ONE of the advantages of giving up drink is I can always remember what happened the night before. At least I think it’s an advantage. Occasional­ly I feel nostalgic for the days it would take me a morning to piece together the terrible things I’d done the previous evening in groan-filled post-mortem phone calls to friends.

Now, I’m the boring one who knows where the bodies are buried. These days I suspect I’m the person everyone wants to get away from at parties because I have that look that says ‘you won’t remember anything in the morning, but I will.’ Part of me likes the feeling of control, but I miss being the life and soul of the party.

I was never as bad though as the devilish Barbara Skelton, the anti-heroine of Anthony Powell’s Dance To The Music Of Time series who, at a debutante ball, empties a sugar pot over the odious Kenneth Widmerpool for asking her to dance. The irony is that she ends up marrying him — the moral of the story being that some people are not deterred by bad behaviour — in fact, it makes them even more slavish.

I always feel sorry for Mary Bennet, the plain sister in Pride And Prejudice, who tries to make up for her lack of looks with her accomplish­ments and who takes her music to the Netherfiel­d ball and insists on playing even though she is nowhere near as talented as she imagines. There is an exquisitel­y awful moment when her father notices that she has outstayed her welcome and says: ‘Come Mary, you have delighted us long enough.’ The humiliatio­n fairly scorches the page, a lesson to all parents on how to scar their children for ever more.

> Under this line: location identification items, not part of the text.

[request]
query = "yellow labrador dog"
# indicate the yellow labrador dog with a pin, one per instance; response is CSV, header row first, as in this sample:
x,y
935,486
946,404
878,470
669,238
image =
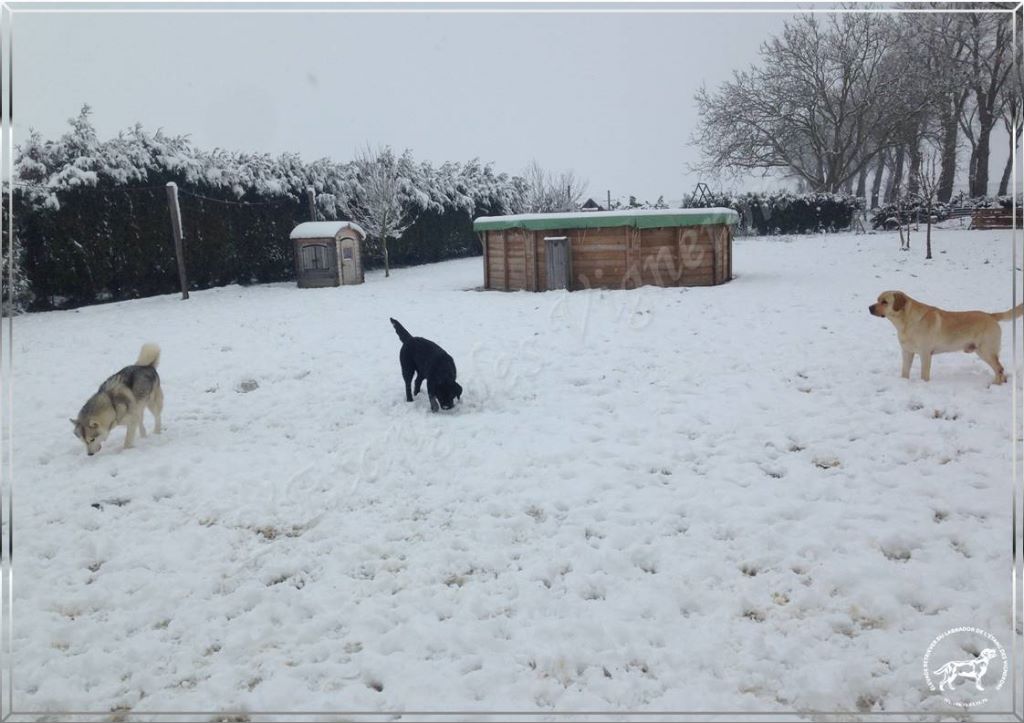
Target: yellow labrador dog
x,y
926,330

In a crucial scene in Anthony Trollope’s Can You Forgive Her?, the heiress Lady Glencora, who has married the politician Plantagane­t Palliser to please her family, meets the man she really loves, Burgo Fitzgerald, at a ball. They waltz, and when Burgo whispers to Glencora that they should elope she agrees. But the next morning she realises she does not quite have the courage to go ahead with it. Fortunatel­y, as it turns out, because Burgo is only after her money. Her husband, however, has seen how close she was to leaving and takes her to Europe to work on their marriage.

Sometimes it takes the drama of a party to highlight the obvious.